This repository includes scripts and data necessary to reproduce analyses and figures from the study "mtDNA “Nomenclutter” and its Consequences on the Interpretation of Genetic Data".
Developers: Vladimir Bajić and Vanessa Hava Schulmann
Affiliation: Human Biology and Primate Evolution, Freie Universität Berlin, Berlin, Germany
| Type | File | url |
|---|---|---|
| Metadata | igsr_sample.tsv |
https://www.internationalgenome.org/data-portal/sample |
| Metadata | igsr_populations.tsv |
https://www.internationalgenome.org/data-portal/population |
| Metadata | 20140625_related_individuals.txt |
http://ftp.1000genomes.ebi.ac.uk/vol1/ftp/release/20130502/20140625_related_individuals.txt |
| mtDNA Ref | rCRS.fasta.gz |
http://ftp.1000genomes.ebi.ac.uk/vol1/ftp/release/20130502/supporting/MT/rCRS.fasta.gz |
| mtDNA Ref | RSRS.fasta.gz |
https://www.cell.com/cms/10.1016/j.ajhg.2012.03.002/attachment/34f040af-c97e-4bfa-854b-d2238be91d2e/mmc2.zip |
| Data | mtDNA_1kgp.fasta.gz |
http://ftp.1000genomes.ebi.ac.uk/vol1/ftp/release/20130502/supporting/MT/chrMT_sequences_2534.20160505.fasta.gz |
We downloaded fasta file with full mitochondrial sequences from the 1000 Genomes Project. Then we added to it rCRS and RSRS sequences and named it data/1KGP_rCRS_RSRS.fasta.
Note:
The revised Cambridge Reference Sequence (rCRS) was added as a reference for multiple sequence alignment.
The Reconstructed Sapiens Reference Sequence (RSRS) for rooting the phylogenetic tree.
Remove one of the individuals from the known related pairs based on the information from 20140625_related_individuals.txt.
Rscript --vanilla scripts/remove_relatives.ROutput:
out/fastas/1KGP_rCRS_RSRS_norelatives.fasta
Positions known to interfere with multiple-sequence alignment were removed or altered manually using UGENE. The spacer in the rCRS at position 3107 was changed from an "N" to an indel. The same was done for the spacers in the RSRS at positions 523-524. The positions in the poly-c region 303–315 and 16,183–16,194 were removed in all sequences.

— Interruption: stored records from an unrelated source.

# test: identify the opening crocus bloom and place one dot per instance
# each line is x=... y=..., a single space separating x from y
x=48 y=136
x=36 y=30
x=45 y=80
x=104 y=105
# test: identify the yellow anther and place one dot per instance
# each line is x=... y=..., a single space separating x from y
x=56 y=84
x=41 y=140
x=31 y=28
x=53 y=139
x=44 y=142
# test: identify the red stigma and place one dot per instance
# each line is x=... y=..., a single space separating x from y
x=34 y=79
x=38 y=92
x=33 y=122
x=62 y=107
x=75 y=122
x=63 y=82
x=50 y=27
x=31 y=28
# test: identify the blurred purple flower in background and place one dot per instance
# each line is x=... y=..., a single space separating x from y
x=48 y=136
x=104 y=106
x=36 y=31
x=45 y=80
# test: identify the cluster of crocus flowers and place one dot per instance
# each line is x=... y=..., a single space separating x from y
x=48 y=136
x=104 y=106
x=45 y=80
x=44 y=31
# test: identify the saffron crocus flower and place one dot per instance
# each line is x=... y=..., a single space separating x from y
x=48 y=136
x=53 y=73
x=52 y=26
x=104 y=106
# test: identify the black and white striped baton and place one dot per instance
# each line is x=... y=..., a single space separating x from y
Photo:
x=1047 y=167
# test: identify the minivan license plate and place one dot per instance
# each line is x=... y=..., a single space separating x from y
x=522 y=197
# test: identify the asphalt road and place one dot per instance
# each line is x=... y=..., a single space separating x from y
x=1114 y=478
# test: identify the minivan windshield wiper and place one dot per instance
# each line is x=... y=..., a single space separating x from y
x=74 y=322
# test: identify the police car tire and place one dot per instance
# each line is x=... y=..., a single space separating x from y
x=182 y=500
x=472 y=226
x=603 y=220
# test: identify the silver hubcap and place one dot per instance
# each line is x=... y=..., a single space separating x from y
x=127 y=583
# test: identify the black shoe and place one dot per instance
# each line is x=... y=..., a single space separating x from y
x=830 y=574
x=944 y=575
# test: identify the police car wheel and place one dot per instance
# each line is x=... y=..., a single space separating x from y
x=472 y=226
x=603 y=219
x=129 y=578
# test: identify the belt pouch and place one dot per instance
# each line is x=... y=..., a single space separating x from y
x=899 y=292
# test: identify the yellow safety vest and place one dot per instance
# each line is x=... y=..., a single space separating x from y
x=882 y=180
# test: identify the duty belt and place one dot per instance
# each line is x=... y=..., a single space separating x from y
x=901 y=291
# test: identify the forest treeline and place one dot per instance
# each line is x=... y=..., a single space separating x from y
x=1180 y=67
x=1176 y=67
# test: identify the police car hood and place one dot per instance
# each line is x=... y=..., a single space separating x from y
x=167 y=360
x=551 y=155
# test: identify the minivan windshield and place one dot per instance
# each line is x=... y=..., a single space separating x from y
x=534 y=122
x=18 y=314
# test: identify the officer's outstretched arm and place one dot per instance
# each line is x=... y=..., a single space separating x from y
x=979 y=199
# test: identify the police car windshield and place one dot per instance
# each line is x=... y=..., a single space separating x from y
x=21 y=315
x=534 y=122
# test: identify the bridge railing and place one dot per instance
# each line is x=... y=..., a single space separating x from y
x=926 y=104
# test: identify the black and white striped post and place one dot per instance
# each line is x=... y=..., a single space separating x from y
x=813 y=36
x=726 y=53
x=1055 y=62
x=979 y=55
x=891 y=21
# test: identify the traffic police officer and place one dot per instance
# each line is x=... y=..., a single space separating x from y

To avoid errors in downstream analysis character "M" (signaling a base ambiguity between "A" and "C") at position 12091 in individual HG01747 was manually changed to "C", a character present at this position in the majority of sequences in the dataset (exceptions NA18633 and NA19327 that have "A" at this position), as well as in the closest haplotype to HG01747.
Output:
out/fastas/1KGP_rCRS_RSRS_norelatives_nopolyc_NMreplaced.fasta
MSA was performed using MAFFT v7.520.
mafft out/fastas/1KGP_rCRS_RSRS_norelatives_nopolyc_NMreplaced.fasta > out/fastas/1KGP_rCRS_RSRS_norelatives_nopolyc_NMreplaced_mafft.fastaFollowing good practice recommendations, manual post-alignment base correction (especialy around the original 3107 rCRS spacer) was performed using Unipro UGENE, ensuring that all indels align in the same pattern.
Output:
out/fastas/1KGP_rCRS_RSRS_norelatives_nopolyc_NMreplaced_mafft_indelcorr_postmafft.fa
Rscript --vanilla scripts/create_AFR_subset_FASTA.ROutput:
out/fastas/1KGP_AFR_RSRS.fasta
out/fastas/1KGP_AFR.fasta
mtDNA phylogenetic trees were constructed by Maximum Likelihood (ML) with IQ-TREE. The ModelFinder Plus setting was used to determine the best-fitting model by calculating the Bayesian Information Criterion (BIC) and choosing the model which minimizes the BIC. Phylogenetic trees were rooted using the RSRS.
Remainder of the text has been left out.